GIAMMETTI: I don’t know. Our life has been so amazing. We have such a schedule that suddenly you cannot believe that you just stop and sit next to a little lake and throw some bread to the fishes or read the paper. We were active people. We were going to work every day the same way—a routine. Working in fashion is not like being an actor, where you can work very hard for three months and then maybe for six months you don’t want to do anything. In fashion, you have a schedule. You know that in exactly six months you have to present a new collection, and that the collection has to be of so many pieces, and in Paris, we will be there to show it. In a certain way, it’s also boring. But then you suddenly find yourself 100 percent free to do whatever you want, and in the meantime, your DNA, your body says, “I want to do something. I don’t want to sit and watch television.” So I had to invent things. First, there was the virtual museum, which was not an invention to spend time, but something that I thought would be interesting and unique—it’s still the only digital fashion museum of its kind in the world. Then Valentino also designed for a ballet. I did the book. So I don’t know what is next, but definitely there will be more things. I don’t want Valentino to be sitting in front of a TV—I don’t want to be sitting in front of TV. We have to go on. I refuse to think about retirement as stopping activity.

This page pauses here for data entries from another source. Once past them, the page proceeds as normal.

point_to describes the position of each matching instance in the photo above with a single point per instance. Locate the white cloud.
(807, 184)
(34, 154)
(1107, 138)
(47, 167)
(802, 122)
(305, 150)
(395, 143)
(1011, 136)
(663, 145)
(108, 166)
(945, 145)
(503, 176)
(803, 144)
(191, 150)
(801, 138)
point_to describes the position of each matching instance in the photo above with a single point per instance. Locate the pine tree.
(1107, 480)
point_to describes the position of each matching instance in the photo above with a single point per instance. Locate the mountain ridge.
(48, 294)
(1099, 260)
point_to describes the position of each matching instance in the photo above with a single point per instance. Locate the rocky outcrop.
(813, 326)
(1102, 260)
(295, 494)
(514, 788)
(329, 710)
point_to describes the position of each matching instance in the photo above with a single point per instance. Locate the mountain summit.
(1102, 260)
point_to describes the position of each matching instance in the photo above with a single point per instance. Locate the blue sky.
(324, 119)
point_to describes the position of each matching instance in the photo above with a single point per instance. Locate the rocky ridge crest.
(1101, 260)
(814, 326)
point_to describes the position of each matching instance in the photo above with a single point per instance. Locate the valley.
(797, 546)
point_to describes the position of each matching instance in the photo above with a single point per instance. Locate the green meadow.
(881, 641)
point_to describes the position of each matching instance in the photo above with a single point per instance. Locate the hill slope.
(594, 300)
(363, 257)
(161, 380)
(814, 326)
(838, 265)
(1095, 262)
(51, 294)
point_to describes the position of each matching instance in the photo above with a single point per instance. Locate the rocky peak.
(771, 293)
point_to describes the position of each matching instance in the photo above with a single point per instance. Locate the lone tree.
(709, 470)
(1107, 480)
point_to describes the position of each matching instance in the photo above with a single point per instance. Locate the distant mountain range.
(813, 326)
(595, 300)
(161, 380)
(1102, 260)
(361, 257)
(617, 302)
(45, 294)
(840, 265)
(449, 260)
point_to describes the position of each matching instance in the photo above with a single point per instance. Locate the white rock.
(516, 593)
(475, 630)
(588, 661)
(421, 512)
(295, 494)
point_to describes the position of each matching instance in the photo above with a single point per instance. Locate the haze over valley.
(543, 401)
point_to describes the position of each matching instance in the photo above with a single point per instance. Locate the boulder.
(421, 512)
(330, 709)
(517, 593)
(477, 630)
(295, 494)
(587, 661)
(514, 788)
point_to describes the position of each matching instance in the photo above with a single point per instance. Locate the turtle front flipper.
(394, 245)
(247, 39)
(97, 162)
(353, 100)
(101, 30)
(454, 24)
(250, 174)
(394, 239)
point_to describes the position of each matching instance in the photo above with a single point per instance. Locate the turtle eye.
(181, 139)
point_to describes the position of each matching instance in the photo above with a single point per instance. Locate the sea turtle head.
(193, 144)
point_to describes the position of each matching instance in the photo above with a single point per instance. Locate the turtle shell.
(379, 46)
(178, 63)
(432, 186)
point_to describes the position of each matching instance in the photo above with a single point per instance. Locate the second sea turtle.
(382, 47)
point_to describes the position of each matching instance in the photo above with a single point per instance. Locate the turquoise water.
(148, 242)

HATHAWAY: So can I please have a Valentino toilet seat for my birthday?

GIAMMETTI: You want the toilet seat?

HATHAWAY: Do they still exist? And if so, can I please have one?

GIAMMETTI: Have you checked on the Internet?

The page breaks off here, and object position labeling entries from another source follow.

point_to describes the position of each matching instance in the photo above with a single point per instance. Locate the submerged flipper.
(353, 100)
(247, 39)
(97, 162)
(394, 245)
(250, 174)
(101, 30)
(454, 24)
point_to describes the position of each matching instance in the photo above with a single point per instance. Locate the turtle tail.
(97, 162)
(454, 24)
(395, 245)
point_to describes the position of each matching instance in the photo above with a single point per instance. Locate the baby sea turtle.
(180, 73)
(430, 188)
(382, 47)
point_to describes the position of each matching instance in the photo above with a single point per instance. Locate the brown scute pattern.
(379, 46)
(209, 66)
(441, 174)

HATHAWAY: I haven’t checked. I wanted to go straight to the source.

GIAMMETTI: Oh my god—they were too fluffy for you. They were done in the worst material.

HATHAWAY: They were fluffy? I imagined them being more plastic.

GIAMMETTI: No, no. They were fake fur with long hair. Fake fur in the blue, in the pink …

HATHAWAY: That doesn’t sound hygienic—you’d have to have great aim.

GIAMMETTI: I will find one. Or I will ask Valentino to make one for you.

HATHAWAY: Thank you so much. I will be eternally grateful.

ANNE HATHAWAY IS AN ACADEMY AWARD–WINNING ACTRESS.HER UPCOMING FILMS INCLUDE SONG ONE AND CHRISTOPHER NOLAN’S INTERSTELLAR.